Вера налила водки в стакан для воды, неполный, половину. В задумчивости держала его, смотрела на портрет наискосок от нее, и вроде как на нее обращен взгляд молодого Мишки, с послевоенным чубом, – таким она его не знала, позже познакомилась – от послевоенной, второй жены увела для своего, как казалось, единоличного употребления. И ошиблась, ой как ошиблась! Он и к военной жене Зинке бегал, о чем она знала, и к послевоенной, Шурочке, и еще к одной… Она смотрела светлым взглядом на портрет, на Марго…

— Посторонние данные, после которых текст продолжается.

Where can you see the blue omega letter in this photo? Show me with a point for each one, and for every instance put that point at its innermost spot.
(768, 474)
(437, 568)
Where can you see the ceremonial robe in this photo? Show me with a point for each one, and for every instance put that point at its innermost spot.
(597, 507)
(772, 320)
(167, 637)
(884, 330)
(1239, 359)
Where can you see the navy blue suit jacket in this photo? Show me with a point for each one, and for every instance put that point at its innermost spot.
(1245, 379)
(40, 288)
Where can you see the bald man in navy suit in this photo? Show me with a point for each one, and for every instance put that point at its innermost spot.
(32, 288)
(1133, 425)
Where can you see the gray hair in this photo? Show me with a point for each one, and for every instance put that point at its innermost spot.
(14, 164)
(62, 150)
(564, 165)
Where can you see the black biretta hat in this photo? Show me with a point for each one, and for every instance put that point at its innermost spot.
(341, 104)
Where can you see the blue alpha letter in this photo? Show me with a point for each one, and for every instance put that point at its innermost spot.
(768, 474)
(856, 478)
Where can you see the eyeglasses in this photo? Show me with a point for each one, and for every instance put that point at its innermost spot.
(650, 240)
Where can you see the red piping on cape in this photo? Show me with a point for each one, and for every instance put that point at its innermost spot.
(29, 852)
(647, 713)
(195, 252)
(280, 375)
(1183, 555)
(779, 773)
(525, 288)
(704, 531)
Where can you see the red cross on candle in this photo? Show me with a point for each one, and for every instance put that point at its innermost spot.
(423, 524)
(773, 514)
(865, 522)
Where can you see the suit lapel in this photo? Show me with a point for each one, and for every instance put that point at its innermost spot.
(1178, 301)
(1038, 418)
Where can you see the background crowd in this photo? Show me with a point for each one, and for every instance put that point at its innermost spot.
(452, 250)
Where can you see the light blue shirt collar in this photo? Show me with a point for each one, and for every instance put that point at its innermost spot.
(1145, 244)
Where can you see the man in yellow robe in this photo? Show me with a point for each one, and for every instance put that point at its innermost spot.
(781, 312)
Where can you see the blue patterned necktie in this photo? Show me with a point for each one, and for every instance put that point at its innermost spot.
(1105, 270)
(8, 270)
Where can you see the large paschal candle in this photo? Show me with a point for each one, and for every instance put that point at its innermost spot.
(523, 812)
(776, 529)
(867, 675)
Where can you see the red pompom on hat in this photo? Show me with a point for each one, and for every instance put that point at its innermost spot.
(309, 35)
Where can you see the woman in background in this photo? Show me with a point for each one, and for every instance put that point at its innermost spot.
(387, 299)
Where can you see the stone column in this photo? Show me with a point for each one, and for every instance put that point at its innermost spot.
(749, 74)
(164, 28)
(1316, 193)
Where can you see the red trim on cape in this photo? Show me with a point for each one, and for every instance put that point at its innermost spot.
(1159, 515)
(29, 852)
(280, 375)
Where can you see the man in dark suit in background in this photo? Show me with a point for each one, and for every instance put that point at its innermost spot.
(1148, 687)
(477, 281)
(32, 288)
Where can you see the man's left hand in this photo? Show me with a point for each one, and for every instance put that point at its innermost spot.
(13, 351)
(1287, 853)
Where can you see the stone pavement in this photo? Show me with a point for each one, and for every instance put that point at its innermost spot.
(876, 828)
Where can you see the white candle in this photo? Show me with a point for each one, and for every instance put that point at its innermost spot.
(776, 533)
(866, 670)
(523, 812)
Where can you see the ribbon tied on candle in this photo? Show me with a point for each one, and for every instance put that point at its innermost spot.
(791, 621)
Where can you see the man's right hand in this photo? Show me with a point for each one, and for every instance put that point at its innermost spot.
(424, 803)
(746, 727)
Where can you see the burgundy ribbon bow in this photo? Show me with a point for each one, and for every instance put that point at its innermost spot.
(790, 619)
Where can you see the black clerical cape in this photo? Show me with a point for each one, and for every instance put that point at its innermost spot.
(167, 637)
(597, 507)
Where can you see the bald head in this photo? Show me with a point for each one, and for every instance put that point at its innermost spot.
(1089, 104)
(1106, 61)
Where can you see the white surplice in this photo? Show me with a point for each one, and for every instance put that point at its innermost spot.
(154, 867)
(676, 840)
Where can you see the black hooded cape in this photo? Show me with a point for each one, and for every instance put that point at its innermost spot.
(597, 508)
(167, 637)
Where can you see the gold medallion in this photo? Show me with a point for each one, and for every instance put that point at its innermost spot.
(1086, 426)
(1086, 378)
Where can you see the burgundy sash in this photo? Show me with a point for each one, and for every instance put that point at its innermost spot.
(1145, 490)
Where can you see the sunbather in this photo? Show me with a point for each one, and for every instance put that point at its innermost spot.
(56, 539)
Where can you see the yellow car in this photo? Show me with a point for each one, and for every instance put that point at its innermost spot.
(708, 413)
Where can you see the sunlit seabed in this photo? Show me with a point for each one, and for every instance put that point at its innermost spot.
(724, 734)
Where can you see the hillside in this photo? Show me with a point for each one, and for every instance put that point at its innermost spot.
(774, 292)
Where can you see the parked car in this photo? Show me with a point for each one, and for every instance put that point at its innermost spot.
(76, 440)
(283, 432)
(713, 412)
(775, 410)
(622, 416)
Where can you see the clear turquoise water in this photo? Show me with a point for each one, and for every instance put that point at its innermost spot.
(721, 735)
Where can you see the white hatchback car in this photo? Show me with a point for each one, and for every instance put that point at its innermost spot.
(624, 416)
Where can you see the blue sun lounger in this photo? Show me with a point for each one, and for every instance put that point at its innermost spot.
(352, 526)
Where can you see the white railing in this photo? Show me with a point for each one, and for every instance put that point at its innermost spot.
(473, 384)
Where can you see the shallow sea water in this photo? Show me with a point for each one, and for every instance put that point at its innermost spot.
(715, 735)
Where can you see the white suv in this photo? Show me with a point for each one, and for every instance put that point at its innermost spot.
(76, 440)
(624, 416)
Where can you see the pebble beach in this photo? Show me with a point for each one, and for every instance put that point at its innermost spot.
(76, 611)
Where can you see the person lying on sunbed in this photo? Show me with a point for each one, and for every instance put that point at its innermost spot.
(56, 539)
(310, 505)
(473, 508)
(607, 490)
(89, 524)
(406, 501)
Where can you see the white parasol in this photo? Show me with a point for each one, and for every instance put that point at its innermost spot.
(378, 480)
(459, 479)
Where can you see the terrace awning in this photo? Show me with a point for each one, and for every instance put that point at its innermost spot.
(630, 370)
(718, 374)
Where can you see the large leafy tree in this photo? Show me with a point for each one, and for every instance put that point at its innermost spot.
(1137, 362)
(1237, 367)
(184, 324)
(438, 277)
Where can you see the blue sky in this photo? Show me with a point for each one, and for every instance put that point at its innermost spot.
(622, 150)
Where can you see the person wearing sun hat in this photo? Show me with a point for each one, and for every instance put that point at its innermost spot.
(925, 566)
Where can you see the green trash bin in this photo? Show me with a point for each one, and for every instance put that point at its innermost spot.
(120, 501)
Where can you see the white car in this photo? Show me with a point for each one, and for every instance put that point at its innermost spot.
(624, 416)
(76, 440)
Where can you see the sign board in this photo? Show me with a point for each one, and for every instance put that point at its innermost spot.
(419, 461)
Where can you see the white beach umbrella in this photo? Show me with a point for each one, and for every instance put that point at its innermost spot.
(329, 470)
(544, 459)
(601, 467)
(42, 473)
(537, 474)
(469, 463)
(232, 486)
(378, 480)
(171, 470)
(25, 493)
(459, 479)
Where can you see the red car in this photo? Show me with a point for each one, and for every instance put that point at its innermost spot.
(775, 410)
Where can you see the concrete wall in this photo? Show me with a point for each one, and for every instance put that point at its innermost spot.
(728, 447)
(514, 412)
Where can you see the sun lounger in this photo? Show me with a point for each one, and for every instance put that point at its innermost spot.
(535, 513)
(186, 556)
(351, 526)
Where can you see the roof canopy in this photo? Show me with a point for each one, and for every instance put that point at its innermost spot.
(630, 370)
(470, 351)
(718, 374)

– Дурочка ты. Послушай. Я Мишку любила всеми своими силами, и телом и душой. И он меня любил. Ты даже не понимаешь, как мы любили друг друга. Трезвыми любили и пьяными. И особенно – пьяными. Он был великий любовник. Он мне не изменял, он просто спал с другими бабами. И я его совершенно не ревновала. Ну, почти не ревновала, – поправилась она. – Только в молодые годы, пока не понимала… У него был талант любить. А когда этот цирроз на него накинулся, тут уж мы любили друг друга совсем без памяти, потому что времени почти не оставалось… Мы знали оба… Девчонка у него завелась в больнице, медсестра, влюбилась в него напоследок. А, да я все знаю, он и не скрывал. Переспал с ней. Потом говорит: «Нет, больше не хочу никого. Времени мало, выписывай меня, дома буду умирать. С тобой». И трахались – до слез. Он все говорил: «Какой я счастливый – с семнадцати лет на фронте, с сорок третьего года, – и выжил. Провоевал всю войну – никого не убил. В ремчасти был, танки ремонтировал… Бабы всегда любили. Сел в сорок девятом – из института взяли, – вышел живой. И опять бабы любили. И ты, радость моя… – так говорил, – радость моя! И ты, радость моя, меня полюбила. Молодая, девчоночка совсем, вцепилась в старого козла, своего не упустила, умница… Дай, – говорит, – быстренько створочки потрогать… а коленочки какие, а плечики какие, не знаю, за что вперед хвататься…» За два дня до смерти говорил… А мне-то уже за полтинник перевалило! Какие плечики, какие коленочки, ничего такого уж нет… Дура, дура ты, Марго, все ты проворонила, ничего не видела… Любить ты не умеешь, вот что, вот она, беда твоя. И Веник твой ни при чем! Ему не повезло, твоему Венику. Может, другая баба его полюбила бы и любить научила… Да что ты за баба, ботва одна…
Марго заплакала, сраженная пьяной правдой. Может… да? В ней дело было? Может, Веник и не пил бы, если б она его так любила, как Верка своего Мишку? Может, пил бы, но ее, Марго, страшно любил… И не было бы этого стыда и срама пьяных соитий, когда лежишь, исполненная ненависти, а на тебе девяносто килограмм дергаются, по-сухому бьют, как на кол насаживают, и грудь в синяках, как после побоев, бурые следы потом год проходили. И вонь перегарная, и запах низа, от которого тошнота подкатывает, и качает, как в трюме, и только бы до сортира добежать, чтобы выблевать все в его сияющее белое нутро… Что? Мало? Еще тебе? Убери свой дрын ненасытный! Куда? Еще чего?
И Эмка тоже заплакала: что же она наделала? Гошенька! Я люблю тебя, как никого не любила! Как никто никого никогда… Нет, нет, не хочу никакой новой жизни. Пусть будет эта, с вечно пьяным Гошей, с ежедневным отчаянием, с тревогой, с ночными поездками туда-сюда, «скорой помощью», со спасительной утренней четвертинкой, с горячим пирогом, в газеты укутанным. И с презрительным взглядом дочки: опять понеслась? И все – без надежды на какую-то нормальную жизнь, все – без отдачи, то есть без признания, без благодарности, безо всякого расчета, просто отдаешь – и все!